1. Resource Dispatch: Under the negative peak-shaving wind profile, the mismatch between high wind output at night and low load requires significant use of the energy storage battery for charging, and often results in selling power to the main grid if possible. During the daytime peak, the energy storage battery discharges, and all types of DR are called upon to reduce net load. In contrast, the positive peak-shaving profile shows better natural alignment, leading to less stress on the energy storage battery and lower DR activation.
2. Role of the Energy Storage Battery: The energy storage battery consistently performs energy arbitrage and peak shaving. It charges during low-cost periods (low load, high wind) and discharges during high-cost periods (peak load).
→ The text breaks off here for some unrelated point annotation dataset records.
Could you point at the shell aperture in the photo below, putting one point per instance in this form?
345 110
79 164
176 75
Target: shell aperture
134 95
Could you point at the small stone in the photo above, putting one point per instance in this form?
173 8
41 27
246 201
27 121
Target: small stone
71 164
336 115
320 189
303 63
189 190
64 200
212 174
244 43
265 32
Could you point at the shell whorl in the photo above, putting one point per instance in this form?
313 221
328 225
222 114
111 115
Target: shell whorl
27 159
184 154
The schedule respects its aging cost, avoiding excessive deep cycles when not economically justified. The dispatch power of the energy storage battery is more pronounced in the negative peak-shaving scenario to manage the larger supply-demand mismatch.
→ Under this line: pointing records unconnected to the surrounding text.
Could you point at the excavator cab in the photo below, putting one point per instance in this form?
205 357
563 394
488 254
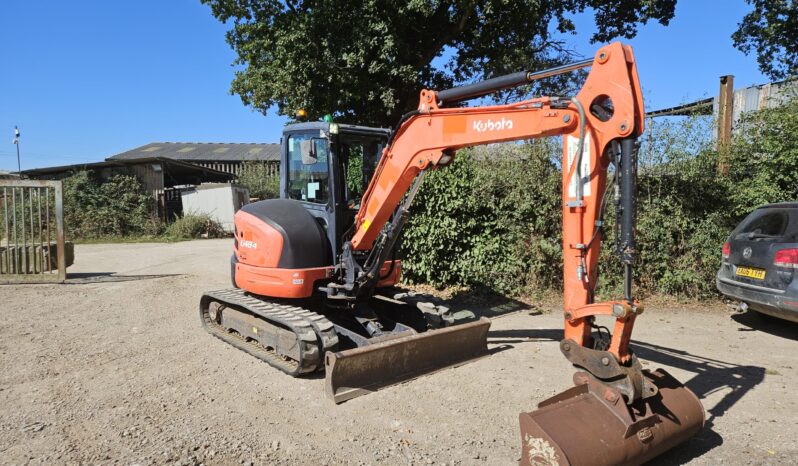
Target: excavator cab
327 166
3. DR Activation: DR resources are primarily activated during peak hours for load reduction. The stepwise mechanism allows the optimizer to procure the most cost-effective blocks of flexibility first. As expected, total DR utilization is higher in the scenario with less favorable wind patterns (negative peak-shaving).
Comparative Analysis of DR Models
To highlight the advantage of the proposed stepwise IBDR model, we compare it with a conventional single-price Interruptible Load (IL) model in a scenario without BESS.
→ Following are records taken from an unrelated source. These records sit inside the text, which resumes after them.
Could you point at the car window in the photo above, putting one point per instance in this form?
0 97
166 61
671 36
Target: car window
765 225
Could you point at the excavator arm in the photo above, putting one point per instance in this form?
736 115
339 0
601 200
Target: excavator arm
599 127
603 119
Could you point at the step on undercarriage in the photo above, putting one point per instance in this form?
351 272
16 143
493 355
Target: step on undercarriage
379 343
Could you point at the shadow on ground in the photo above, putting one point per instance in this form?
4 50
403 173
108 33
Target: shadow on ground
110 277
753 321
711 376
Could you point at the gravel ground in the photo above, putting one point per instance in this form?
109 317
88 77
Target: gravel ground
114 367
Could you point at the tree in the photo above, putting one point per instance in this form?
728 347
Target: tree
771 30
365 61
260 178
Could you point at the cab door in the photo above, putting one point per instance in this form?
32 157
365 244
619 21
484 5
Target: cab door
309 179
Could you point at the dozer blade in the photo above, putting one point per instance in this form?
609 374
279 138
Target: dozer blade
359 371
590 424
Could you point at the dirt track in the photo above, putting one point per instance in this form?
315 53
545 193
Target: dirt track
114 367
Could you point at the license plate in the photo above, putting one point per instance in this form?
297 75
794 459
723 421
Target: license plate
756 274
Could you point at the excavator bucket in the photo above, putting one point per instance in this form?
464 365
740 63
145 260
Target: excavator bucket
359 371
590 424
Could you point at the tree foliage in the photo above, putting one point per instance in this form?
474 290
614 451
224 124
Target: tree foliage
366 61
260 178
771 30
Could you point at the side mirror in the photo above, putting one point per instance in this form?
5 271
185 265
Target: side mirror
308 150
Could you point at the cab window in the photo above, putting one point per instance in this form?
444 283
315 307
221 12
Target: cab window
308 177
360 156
| Metric | Proposed Stepwise IBDR Model | Conventional Single-Price IL Model |
|---|---|---|
| Total DR Compensation Cost | $806.36 | $105.32 |
| Wind Curtailment Rate | 0.26% | 0.71% |
| Total System Operating Cost | $10,634.41 | $11,575.52 |
The results are telling. While the conventional model achieves an 86.9% lower DR payment, it leads to a 173% higher wind curtailment rate and an 8.85% increase in total system operating cost. The single-price IL model, offering only load interruption at a fixed price, provides less flexibility and leads to sub-optimal economic dispatch. Our stepwise IBDR model, by offering both load increase and decrease services at tiered prices, enables a more nuanced and cost-effective utilization of demand-side flexibility, ultimately minimizing the overall system cost despite higher direct DR payments.
Conclusion
This paper presents a comprehensive framework for the multi-time scale optimal operation of a microgrid, with a focus on the synergistic integration of a detailed energy storage battery model and a structured Demand Response program. The key contributions are threefold.
First, incorporating an accurate aging cost model for the energy storage battery is crucial for sustainable economic dispatch. By accounting for degradation from irregular cycling, the optimizer schedules the energy storage battery in a way that balances immediate economic benefits against long-term asset life, ensuring its use for both energy shifting and ancillary services is truly cost-optimal over its lifespan.
Second, the proposed multi-time scale (day-ahead and intra-day) stochastic optimization strategy effectively manages uncertainty from renewable sources. It allows for coordinated scheduling of resources with different response characteristics: day-ahead commitments for slow resources, intra-day adjustments for faster resources like the energy storage battery and certain DR types, and real-time reserves for residual uncertainty. The stepwise compensation mechanism for IBDR provides a realistic and economically efficient way to procure flexibility, outperforming traditional single-price interruptible load models by enabling more granular and cost-effective load adjustments.
Finally, the case studies demonstrate that the co-optimization of the energy storage battery and multi-type DR significantly enhances the microgrid’s ability to integrate variable renewable generation. The model successfully reduces operational costs, minimizes renewable curtailment, and leverages the fast response capabilities of the energy storage battery alongside the flexibility of demand-side resources. This integrated approach is essential for developing resilient, economical, and sustainable modern microgrids.